Machine learning is by no means a new phenomenon. It has been used in various forms for decades, but it is very much a technology of the present due to the massive increase in the data upon which it thrives. It has been widely adopted by businesses, reducing the time and improving the value of the insight they can distil from large volumes of customer data.

However, in the public sector there is a different story. Despite being championed by some in government, machine learning has often faced a reaction of concern and confusion. This is not intended as general criticism and in many cases it reflects the greater value that civil servants place on being ethical and fair, than do some commercial sectors.

One fear is that, if the technology is used in place of humans, unfair judgements might not be noticed or costly mistakes in the process might occur. Furthermore, as many decisions being made by government can dramatically affect peoples lives and livelihood then often decisions become highly subjective and discretionary judgment is required. There are also those still scarred by films such as iRobot, but thats a discussion for another time.

Fear of the unknown is human nature, so fear of unfamiliar technology is thus common. But fears are often unfounded and providing an understanding of what the technology does is an essential first step in overcoming this wariness. So for successful digital transformation not only do the civil servants who are considering such technologies need to become comfortable with its use but the general public need to be reassured that the technology is there to assist, not replace, human decisions affecting their future health and well-being.

Theres a strong case to be made for greater adoption of machine learning across a diverse range of activities. The basic premise of machine learning is that a computer can derive a formula from looking at lots of historical data that enables the prediction of certain things the data describes. This formula is often termed an algorithm or a model. We use this algorithm with new data to make decisions for a specific task, or we use the additional insight that the algorithm provides to enrich our understanding and drive better decisions.

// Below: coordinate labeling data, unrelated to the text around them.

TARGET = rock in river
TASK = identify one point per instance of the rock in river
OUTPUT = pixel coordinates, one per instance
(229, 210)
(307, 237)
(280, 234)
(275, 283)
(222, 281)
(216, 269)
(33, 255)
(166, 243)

For example, machine learning can analyse patients interactions in the healthcare system and highlight which combinations of therapies in what sequence offer the highest success rates for patients; and maybe how this regime is different for different age ranges. When combined with some decisioning logic that incorporates resources (availability, effectiveness, budget, etc.) its possible to use the computers to model how scarce resources could be deployed with maximum efficiency to get the best tailored regime for patients.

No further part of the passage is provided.